Davide, Brezz per gli amici, cosa ti ha spinto ad accettare di collaborare con il Comitato Lombardo?
“La passione per questo sport meraviglioso e l’ambiente che ho trovato all’interno del Comitato Regionale. Le persone che frequentano via Piranesi amano il canottaggio come me e sacrificano molto del loro tempo per questo sport. È davvero difficile trovare persone così, il Comitato invece ne ha in abbondanza: è un oasi felice”.
Cosa hai trovato all’interno del Comitato Lombardia?
“Tanta, tantissima vitalità che non resta fine a se stessa ma si traduce in idee concrete e realizzabili. Non si ha una cascata di parole ma un fiume di fatti. Molte idee sono già realizzate e tante ne realizzeremo. Un approccio moderno per uno sport che deve aggiornarsi”.
Stai esportando la tua professionalità all’interno dello staff regionale, quali sono i tuoi obiettivi?

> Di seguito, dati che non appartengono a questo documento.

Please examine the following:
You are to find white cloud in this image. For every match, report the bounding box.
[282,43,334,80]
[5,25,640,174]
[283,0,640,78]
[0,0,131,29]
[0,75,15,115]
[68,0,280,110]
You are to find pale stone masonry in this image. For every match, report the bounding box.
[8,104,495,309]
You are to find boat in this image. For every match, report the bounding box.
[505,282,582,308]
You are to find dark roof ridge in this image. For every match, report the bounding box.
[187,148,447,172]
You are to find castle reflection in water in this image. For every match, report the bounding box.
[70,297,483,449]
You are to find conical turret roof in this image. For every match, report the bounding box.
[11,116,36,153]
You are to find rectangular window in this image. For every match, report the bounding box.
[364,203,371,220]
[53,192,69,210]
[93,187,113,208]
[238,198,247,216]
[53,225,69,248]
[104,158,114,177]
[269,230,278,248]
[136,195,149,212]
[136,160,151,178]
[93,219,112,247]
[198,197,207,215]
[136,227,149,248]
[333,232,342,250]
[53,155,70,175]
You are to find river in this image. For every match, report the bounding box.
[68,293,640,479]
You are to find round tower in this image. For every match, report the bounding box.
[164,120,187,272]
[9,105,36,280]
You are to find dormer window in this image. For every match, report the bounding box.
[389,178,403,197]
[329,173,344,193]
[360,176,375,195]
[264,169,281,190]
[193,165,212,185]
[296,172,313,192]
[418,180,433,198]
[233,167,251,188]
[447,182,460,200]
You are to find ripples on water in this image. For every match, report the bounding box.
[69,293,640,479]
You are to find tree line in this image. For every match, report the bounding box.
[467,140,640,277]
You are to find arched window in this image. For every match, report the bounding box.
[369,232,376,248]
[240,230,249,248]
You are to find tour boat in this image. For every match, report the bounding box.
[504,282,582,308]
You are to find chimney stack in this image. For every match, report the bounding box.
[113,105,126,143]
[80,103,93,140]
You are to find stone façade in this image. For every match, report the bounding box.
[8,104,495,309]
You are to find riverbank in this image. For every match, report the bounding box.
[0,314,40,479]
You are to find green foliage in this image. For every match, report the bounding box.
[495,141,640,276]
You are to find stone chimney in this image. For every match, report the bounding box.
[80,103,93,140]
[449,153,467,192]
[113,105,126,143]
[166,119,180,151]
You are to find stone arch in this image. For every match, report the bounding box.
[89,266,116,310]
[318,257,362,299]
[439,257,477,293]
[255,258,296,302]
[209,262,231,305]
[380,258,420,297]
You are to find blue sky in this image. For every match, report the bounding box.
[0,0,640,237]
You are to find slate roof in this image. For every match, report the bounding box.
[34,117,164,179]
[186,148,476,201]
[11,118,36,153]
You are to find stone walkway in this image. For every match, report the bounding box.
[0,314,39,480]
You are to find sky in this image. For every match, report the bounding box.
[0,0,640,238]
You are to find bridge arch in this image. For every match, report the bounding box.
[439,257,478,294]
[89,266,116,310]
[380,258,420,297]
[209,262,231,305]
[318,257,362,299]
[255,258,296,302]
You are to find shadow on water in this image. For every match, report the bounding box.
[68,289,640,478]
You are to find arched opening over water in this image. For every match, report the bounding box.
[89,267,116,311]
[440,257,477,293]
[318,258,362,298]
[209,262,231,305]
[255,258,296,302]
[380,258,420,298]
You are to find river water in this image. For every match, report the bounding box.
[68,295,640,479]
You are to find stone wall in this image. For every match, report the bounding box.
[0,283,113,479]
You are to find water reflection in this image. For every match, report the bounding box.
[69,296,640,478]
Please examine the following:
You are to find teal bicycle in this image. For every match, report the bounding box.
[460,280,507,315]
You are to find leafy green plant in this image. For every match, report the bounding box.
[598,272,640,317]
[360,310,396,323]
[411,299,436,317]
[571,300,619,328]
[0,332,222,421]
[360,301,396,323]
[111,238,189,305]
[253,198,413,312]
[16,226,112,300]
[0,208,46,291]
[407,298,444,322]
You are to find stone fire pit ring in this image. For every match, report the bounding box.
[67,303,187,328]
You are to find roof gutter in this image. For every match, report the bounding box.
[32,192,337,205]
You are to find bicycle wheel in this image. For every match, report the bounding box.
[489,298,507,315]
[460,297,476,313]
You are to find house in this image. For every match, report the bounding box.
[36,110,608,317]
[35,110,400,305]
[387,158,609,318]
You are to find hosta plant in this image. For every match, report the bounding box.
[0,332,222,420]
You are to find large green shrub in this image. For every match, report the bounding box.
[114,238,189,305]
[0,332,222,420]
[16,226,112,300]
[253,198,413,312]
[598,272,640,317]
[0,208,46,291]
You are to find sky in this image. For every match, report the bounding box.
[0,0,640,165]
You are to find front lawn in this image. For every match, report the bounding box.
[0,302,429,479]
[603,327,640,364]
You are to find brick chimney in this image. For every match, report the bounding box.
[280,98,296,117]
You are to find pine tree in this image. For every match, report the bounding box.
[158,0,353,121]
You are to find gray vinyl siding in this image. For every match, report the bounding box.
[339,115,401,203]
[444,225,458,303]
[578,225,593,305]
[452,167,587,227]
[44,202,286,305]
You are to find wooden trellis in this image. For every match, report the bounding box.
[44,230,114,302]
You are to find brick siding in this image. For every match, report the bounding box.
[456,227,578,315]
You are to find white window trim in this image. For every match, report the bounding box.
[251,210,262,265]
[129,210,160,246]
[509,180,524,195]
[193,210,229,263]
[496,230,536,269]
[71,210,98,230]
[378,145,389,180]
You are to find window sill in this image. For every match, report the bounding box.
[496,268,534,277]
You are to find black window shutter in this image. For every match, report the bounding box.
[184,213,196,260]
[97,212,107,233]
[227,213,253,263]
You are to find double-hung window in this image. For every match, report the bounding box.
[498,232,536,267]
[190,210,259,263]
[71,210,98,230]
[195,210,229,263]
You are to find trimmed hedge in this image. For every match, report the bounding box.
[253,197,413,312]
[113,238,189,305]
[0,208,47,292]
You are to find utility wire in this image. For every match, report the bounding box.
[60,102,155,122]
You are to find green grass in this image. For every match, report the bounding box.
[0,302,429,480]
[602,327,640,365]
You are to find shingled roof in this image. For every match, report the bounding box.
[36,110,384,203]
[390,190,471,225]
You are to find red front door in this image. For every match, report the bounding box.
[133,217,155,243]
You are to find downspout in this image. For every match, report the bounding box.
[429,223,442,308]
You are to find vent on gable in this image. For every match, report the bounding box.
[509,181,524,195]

“Portare un po’ dell’esperienza che ho in campo creativo per cercare di contribuire a migliorare l’idea collettiva del canottaggio. Sono certo che grazie a questa esperienza, a livello personale, potrò crescere ancora. In sostanza voglio dare un aiuto concreto per far conoscere il canottaggio”.
La tua grande capacità promozionale è già stata dimostrata due volte. “Natale vien Remando” ed “Aperowing” gli eventi che ti hanno visto in prima linea per la creazione dei flyers. Questi tuoi contributi hanno permesso di avere prime pagine su testate e televisioni nazionali. Cosa pensi che si possa fare per il canottaggio?

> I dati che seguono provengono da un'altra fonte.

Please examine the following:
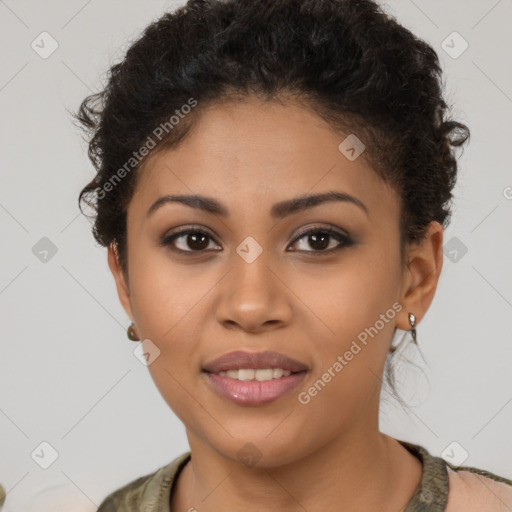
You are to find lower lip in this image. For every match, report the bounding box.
[205,371,307,406]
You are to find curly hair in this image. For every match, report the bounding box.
[74,0,470,408]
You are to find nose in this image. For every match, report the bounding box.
[216,251,293,333]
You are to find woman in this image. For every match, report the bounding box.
[77,0,512,512]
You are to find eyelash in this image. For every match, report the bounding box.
[160,226,354,256]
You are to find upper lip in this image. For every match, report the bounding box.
[203,350,308,373]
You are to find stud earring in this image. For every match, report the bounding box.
[409,313,418,345]
[126,322,140,341]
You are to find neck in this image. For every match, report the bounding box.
[171,404,422,512]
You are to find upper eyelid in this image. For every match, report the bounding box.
[163,224,350,252]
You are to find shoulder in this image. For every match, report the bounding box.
[399,441,512,512]
[446,463,512,512]
[97,452,190,512]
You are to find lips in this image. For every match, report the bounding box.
[203,350,308,374]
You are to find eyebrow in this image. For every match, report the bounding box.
[146,191,369,219]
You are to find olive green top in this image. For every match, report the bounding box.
[94,440,512,512]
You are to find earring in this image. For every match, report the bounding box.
[409,313,418,345]
[126,322,140,341]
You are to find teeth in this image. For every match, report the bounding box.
[218,368,292,382]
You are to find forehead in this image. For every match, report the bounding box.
[128,99,397,221]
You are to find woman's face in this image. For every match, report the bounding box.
[109,99,440,467]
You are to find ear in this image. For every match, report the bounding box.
[397,221,443,331]
[108,243,133,320]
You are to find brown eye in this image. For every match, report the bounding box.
[293,228,353,254]
[161,229,221,252]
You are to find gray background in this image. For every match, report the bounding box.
[0,0,512,512]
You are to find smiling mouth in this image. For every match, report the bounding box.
[207,368,301,382]
[203,368,308,407]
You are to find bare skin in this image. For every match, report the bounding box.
[108,98,443,512]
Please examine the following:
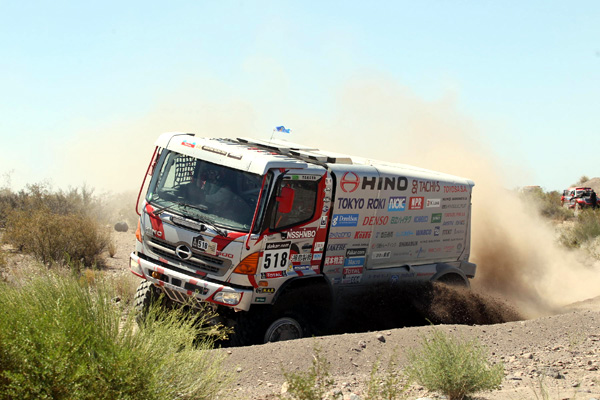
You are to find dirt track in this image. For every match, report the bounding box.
[98,231,600,400]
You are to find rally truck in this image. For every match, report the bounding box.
[130,133,476,345]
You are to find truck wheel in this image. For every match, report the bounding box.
[133,281,160,325]
[264,317,304,343]
[437,274,468,288]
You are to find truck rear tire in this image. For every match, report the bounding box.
[264,317,304,343]
[133,281,160,325]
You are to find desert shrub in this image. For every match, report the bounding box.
[2,207,111,267]
[365,352,407,400]
[559,209,600,248]
[283,344,334,400]
[405,329,504,400]
[0,271,228,399]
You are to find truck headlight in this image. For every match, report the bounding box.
[213,292,242,306]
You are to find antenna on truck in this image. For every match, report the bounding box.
[269,125,291,143]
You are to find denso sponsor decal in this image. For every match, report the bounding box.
[425,199,442,208]
[325,256,345,265]
[388,197,406,211]
[361,176,408,191]
[346,248,367,257]
[287,229,317,239]
[375,231,394,239]
[363,215,390,225]
[411,179,440,194]
[344,257,365,267]
[329,232,352,239]
[331,214,358,227]
[327,243,346,251]
[342,267,363,276]
[444,185,469,193]
[340,172,360,193]
[390,215,412,224]
[408,197,425,210]
[337,197,386,210]
[354,231,371,239]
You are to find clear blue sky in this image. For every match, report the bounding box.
[0,0,600,190]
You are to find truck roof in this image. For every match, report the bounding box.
[156,132,474,186]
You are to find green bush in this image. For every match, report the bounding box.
[0,270,228,400]
[2,207,111,266]
[405,329,504,400]
[559,209,600,248]
[365,352,407,400]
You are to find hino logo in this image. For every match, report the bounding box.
[340,172,360,193]
[175,244,192,260]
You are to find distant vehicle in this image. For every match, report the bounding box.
[560,187,600,209]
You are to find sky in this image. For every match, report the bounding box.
[0,0,600,191]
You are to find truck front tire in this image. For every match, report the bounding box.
[264,317,304,343]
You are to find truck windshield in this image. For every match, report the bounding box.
[147,150,263,232]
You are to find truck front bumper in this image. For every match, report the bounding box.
[129,253,252,311]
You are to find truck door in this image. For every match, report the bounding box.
[259,171,331,289]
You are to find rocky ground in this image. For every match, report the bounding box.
[7,228,600,400]
[102,230,600,400]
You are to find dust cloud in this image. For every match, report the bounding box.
[300,80,600,317]
[64,77,600,316]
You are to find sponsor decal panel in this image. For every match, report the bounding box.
[388,196,406,211]
[408,197,425,210]
[331,214,358,227]
[325,256,345,266]
[262,242,291,273]
[340,172,360,193]
[329,232,352,239]
[373,251,392,260]
[390,215,412,224]
[361,176,408,192]
[287,229,317,239]
[425,199,442,208]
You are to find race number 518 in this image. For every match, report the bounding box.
[262,242,291,271]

“Si dovrebbe renderne l’immagine di questo sport meno elitaria cercando di conservarne i sani principi sportivi che si stanno affievolendo. Il messaggio da far passare è che oltre all’agonismo e alle bellissime gare, c’è un canottaggio divertente, aperto a tutti. Spesso questo viene dimenticato e ci riduciamo ad avere pochi appassionati. Trovo assurdo che mentre barche e remi sono all’avanguardia, tutto il resto non sia al passo con i tempi”.
Non dimentichiamo che la tua passione la persegui giorno dopo giorno allenando una parte dell’agonismo alla Canottieri Milano. Cosa ti lega a questo sport?

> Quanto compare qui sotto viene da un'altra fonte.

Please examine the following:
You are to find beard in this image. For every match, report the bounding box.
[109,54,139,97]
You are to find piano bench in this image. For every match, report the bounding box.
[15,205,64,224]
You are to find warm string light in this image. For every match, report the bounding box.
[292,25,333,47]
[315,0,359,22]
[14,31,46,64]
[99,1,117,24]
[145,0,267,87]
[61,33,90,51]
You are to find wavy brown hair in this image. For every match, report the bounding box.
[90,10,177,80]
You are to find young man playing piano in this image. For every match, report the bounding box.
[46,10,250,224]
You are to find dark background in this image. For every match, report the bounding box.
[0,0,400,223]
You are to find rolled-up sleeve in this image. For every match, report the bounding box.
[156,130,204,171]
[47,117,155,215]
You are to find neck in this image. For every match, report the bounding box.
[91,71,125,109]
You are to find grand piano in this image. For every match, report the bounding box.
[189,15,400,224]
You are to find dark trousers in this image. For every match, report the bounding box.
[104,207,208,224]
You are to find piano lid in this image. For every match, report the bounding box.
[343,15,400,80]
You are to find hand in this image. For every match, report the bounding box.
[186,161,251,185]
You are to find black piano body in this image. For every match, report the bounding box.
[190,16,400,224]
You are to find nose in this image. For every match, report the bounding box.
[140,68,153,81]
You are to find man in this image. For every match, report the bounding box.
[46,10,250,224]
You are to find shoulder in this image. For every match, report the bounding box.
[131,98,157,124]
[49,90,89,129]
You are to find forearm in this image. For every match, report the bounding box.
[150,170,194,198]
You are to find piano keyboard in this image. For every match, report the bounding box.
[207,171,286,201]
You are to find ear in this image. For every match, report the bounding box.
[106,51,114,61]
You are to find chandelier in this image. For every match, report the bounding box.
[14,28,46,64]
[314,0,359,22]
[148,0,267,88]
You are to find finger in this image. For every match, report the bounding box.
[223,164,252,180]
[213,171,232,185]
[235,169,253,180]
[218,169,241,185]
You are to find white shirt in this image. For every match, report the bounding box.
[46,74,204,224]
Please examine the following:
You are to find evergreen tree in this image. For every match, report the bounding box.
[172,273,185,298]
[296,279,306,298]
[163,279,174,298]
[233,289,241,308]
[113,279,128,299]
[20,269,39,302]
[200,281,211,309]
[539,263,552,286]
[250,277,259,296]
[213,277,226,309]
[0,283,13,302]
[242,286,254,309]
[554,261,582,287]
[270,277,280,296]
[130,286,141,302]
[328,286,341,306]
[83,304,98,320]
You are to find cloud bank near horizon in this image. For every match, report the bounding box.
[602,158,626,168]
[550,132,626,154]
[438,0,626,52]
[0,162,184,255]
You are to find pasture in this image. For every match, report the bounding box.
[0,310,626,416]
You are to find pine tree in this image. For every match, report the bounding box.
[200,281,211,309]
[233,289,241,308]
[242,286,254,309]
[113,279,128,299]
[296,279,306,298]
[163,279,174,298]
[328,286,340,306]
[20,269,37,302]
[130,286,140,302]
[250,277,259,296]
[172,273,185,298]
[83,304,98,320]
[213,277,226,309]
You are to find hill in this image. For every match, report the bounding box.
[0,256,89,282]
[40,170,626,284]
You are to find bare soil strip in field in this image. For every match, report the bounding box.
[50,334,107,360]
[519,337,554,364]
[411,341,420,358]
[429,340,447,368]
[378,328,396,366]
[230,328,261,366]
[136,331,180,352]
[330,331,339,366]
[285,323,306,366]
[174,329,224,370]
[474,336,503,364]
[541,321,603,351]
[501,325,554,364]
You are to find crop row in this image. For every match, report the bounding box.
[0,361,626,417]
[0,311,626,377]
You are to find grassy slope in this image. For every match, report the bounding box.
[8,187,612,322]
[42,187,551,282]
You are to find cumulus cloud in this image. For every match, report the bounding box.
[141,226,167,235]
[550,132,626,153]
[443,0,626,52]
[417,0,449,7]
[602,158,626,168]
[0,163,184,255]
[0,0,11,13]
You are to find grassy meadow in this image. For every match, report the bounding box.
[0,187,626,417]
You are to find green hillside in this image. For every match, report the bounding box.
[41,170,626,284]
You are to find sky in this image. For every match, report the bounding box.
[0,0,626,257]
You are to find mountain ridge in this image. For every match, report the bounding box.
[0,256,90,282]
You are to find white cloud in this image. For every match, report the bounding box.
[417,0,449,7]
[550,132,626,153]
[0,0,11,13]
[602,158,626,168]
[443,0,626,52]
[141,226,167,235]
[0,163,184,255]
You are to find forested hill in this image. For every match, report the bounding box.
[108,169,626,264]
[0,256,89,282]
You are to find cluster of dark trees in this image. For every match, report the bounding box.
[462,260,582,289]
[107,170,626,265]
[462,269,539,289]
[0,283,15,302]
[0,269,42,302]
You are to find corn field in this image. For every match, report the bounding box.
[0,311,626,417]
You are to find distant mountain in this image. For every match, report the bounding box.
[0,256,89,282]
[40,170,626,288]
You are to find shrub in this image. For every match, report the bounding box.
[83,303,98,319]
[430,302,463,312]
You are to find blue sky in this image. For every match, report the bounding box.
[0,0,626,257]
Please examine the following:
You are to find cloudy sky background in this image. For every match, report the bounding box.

“Gli amici, le domeniche sui campi di regata, le mangiate in compagnia e i viaggi. Esperienze fantastiche alle quali, una volta provate, non si può rinunciare”.
Prima di salutarti, volendo sfruttare le tue conoscenze. Quale pensi possa essere la strada per rendere grande il canottaggio?
“Mi limito a dare quattro spunti, quattro messaggi: creatività, volontà, immagine e tanto allenamento”.